We used to call such folks vagrants and vagabonds, tramps and hobos.  Such a lifestyle was seen as a blight to a town, and such parasites were driven out of town.  News exposes have shown that many of the guys on street corners are running a business, a business taking your money.  Today we embrace these folks as "homeless."  We pretend they have no choice.  We flagellate ourselves and lament, "Our society has done this to these poor souls!"  What a sham.  Let us call bums "bums."

Before you stone me as a granited-hearted Scrooge, I do understand that there are folks who have tragically lost everything they have and that passionately want to work hard to again become part of the commonwealth of man.  I do believe there are folks who long to be part of a family but through mental deficiency or physical malady have been cast off.  We, individually (not through government mandate), have a responsibility to those who have suffered loss or have been ostracized.  They can be productive members of society or vital members of a family. 

But those are not the folks of which I speak.  Dave and his ilk have no desire for either.  Paul commanded the church at Thessalonica, a church dealing with vagrancy, "If anyone will not work, neither shall he eat."   When we give such leeches free bread, we foster their vagabondage, we abet their sloth.
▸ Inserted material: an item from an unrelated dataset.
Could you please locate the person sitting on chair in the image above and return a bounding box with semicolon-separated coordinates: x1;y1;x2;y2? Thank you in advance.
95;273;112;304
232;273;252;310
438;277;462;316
My heart aches for Dave.  What makes him different from me?  Why do I choose to labor and he to panhandle?  Regardless, he has a choice, and he has chosen his path just as I have a choice each day to trod the path I have chosen.  For me to encourage him in his lifestyle would be as sinful as looking down my nose in prejudice for his filthy clothing or foul smell.  I must deal with my prejudicial sin before a holy God (and it is a stench in His nostrils), but I cannot condone Dave's sin as I repent my own.

As he got out of my car, I asked Dave not to come back to our church unless he wanted our help to become a productive part of our city or unless he wanted to get his life straigtened out before God.  If he wanted to travel a new path, there would be a dozen families willing to come along side and help him to that end.  I would like to hope I would be near the front of the line.

Until then, there would be no more bus passes for Dave.